Ki Tumenggung Wadas Palungan, Lembu Ancak dan sejumlah petinggi Demak yang turut dalam pertemuan itu dapat memahami adanya perubahan sikap Raden Trenggana. Meski mereka harus memeras pikiran terlebih dahulu. Nyatanya, pemerintahan yang dipimpin Raden Trenggana belum sepenuhnya dapat dinilai telah mapan. Pergolakan di berbagai daerah yang ingin melepaskan diri dari Demak masih ada dan tidak menutup kemungkinan penolakan itu semakin meluas.
Segolongan orang yang mempunyai kedudukan dan pengaruh dapat memanfaatkan keadaan dengan membuat pernyataan terbuka bahwa penguasa Demak adalah orang yang haus darah! Maka alasan Raden Trenggana menerima pendapat Pangeran Tawang Balun pun dapat diterima sebagian besar orang yang berada di dalam ruangan yang sama. Mereka sadar bahwa perdamaian pun tidak dapat dengan berjalan sendiri untuk meniadakan pemberontakan.
Setelah menimbang beberapa saat, sejumlah senapati maju dengan laporan yang mereka dapatkan dari daratan. Dua orang terpilih untuk mewakili mereka, Lembu Ancak dan Gending Pamungkas.
Kata Lembu Ancak, “Para petugas sandi telah berkeliling dan menyusuri garis pantai utara untuk mengamati keadaan. Sebagian wilayah terlihat tenang dengan batasan bahwa prajurit kadipaten masih bertahan di dalam barak masing-masing. Pada bagian yang lain, angkatan darat Demak telah berhimpun mengepung Lumajang dalam keadaan siap menyerang.”
“Bagaimana kedudukan mereka terakhir?” tanya Raden Trenggana. Sedikit menduga, Raden Trenggana mempunyai kekhawatiran bahwa akan ada sekelompok orang yang mbalelo dari perintahnya atau perintah panglima angkatan darat.
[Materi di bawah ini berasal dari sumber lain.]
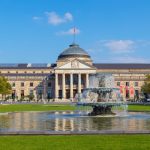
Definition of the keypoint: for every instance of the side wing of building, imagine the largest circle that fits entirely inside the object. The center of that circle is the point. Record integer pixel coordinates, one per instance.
(128, 77)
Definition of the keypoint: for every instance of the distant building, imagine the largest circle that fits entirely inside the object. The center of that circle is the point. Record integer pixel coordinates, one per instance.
(70, 75)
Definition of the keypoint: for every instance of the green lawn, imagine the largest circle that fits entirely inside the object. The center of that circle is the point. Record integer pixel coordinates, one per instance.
(74, 142)
(34, 107)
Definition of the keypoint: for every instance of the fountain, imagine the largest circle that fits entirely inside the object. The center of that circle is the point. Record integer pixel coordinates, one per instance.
(101, 95)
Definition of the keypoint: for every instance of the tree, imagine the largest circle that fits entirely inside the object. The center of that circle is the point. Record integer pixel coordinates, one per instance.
(146, 87)
(5, 87)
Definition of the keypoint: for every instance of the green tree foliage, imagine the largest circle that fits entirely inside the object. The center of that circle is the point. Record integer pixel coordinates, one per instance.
(5, 87)
(146, 86)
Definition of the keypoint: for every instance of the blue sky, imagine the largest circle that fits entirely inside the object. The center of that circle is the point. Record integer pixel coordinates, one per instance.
(37, 31)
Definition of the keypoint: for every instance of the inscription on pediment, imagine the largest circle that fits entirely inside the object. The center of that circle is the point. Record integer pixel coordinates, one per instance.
(74, 64)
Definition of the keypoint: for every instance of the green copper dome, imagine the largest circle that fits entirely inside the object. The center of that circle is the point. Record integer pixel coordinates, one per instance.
(74, 50)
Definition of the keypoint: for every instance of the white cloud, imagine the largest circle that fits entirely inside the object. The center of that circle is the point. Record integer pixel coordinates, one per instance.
(69, 32)
(55, 19)
(120, 46)
(36, 18)
(129, 59)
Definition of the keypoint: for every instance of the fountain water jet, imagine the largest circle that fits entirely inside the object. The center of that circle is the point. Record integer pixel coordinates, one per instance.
(101, 95)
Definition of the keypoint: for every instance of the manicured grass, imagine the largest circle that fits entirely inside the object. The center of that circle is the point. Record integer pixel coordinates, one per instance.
(34, 107)
(139, 107)
(74, 142)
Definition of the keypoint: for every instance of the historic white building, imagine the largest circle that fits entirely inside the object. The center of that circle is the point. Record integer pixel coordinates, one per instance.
(70, 75)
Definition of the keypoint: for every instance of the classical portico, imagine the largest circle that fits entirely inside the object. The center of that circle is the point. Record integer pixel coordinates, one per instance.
(72, 72)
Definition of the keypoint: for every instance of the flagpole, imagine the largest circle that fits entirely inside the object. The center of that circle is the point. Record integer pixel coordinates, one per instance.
(74, 34)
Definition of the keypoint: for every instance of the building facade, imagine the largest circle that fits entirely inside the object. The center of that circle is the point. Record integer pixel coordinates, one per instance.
(62, 80)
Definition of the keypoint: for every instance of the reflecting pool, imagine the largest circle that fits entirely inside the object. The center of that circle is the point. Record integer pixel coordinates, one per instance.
(73, 121)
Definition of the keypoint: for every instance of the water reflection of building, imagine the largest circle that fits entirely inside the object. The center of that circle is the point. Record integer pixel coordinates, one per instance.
(70, 75)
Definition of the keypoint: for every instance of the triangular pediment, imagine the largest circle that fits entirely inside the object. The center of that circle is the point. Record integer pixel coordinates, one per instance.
(75, 64)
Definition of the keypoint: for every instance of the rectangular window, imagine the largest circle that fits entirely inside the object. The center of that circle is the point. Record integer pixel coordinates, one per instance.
(13, 84)
(31, 84)
(118, 83)
(31, 92)
(22, 93)
(49, 84)
(127, 84)
(136, 84)
(22, 84)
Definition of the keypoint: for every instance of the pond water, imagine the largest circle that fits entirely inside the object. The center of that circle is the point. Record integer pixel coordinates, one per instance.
(73, 121)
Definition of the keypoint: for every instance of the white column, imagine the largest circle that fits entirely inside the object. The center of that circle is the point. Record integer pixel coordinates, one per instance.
(79, 83)
(63, 86)
(71, 86)
(87, 80)
(56, 85)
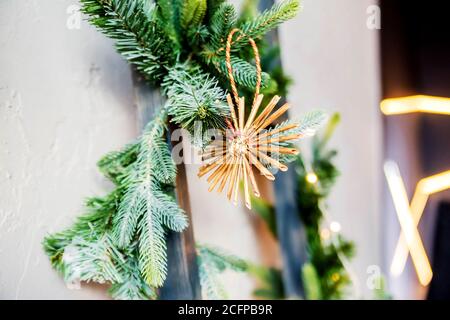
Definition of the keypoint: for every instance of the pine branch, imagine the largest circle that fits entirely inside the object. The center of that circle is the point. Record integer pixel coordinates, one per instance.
(145, 209)
(194, 96)
(222, 22)
(91, 261)
(212, 262)
(89, 227)
(266, 21)
(115, 165)
(132, 286)
(134, 27)
(244, 73)
(192, 13)
(168, 17)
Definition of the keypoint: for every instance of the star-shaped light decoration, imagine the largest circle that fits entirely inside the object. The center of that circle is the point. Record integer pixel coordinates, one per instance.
(249, 143)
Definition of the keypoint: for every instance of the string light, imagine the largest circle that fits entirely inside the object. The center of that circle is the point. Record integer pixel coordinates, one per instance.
(410, 232)
(419, 103)
(424, 189)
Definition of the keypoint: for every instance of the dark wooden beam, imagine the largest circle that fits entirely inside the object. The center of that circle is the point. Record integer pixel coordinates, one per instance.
(290, 230)
(182, 281)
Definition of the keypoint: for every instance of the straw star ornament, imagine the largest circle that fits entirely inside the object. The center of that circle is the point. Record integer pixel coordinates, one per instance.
(248, 143)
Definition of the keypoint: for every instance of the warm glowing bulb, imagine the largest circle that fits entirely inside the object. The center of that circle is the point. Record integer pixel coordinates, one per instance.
(325, 233)
(409, 228)
(311, 178)
(419, 103)
(335, 227)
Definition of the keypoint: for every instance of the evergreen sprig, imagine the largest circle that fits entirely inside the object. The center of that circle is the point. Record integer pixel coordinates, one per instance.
(176, 44)
(194, 97)
(140, 37)
(326, 273)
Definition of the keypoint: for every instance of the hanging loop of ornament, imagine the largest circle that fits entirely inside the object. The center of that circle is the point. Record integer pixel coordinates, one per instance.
(247, 143)
(230, 68)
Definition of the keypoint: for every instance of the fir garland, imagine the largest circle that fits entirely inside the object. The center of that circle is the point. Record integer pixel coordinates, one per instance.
(178, 46)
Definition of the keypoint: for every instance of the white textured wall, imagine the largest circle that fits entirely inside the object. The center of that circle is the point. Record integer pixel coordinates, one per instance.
(333, 58)
(66, 99)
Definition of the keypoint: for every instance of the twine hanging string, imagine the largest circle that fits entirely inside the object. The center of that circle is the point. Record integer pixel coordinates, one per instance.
(230, 68)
Itu bukan sesuatu yang tidak mungkin karena himpunan besar itu terdiri dari prajurit-prajurit yang datang dari banyak wilayah.
Gending Pamungkas tanggap dengan pertanyaan itu, maka jawabnya, “Tidak menutup kemungkinan bahwa memang ada sejumlah orang yang mungkin tidak puas jika mendengar perintah mundur dari Raden Trenggana. Saya mempunyai keraguan atas pemimpin perang yang berada di daratan.”
Raden Trenggana bergumam sambil memandang Gending Pamungkas dengan sinar mata penuh arti.
“Niat dan tujuan pribadi tiap-tiap orang tentu berada di luar jangkauan kami, Raden. Bagaimana panglima angkaran darat dapat mengendalikan mereka supaya tetap berada di bawah satu perintah? Itu menjadi sesuatu yang cukup gelap, saya kira,” Gending Pamungkas menambahkan.
“Aku dapat menerima pendapatmu,” kata Raden Trenggana kemudian, “sementara ini, mengenai persiapan keamanan, apakah kalian pikirkan untuk itu?”
Lembu Ancak maju setapak, kemudian berkata, “Sudah pasti kita tidak dalam keadaan istirahat ketika berada di wilayah kekuasaan Blambangan. Kita membutuhkan jaminan.”
“Dan itu berarti?” tanya Raden Trenggana.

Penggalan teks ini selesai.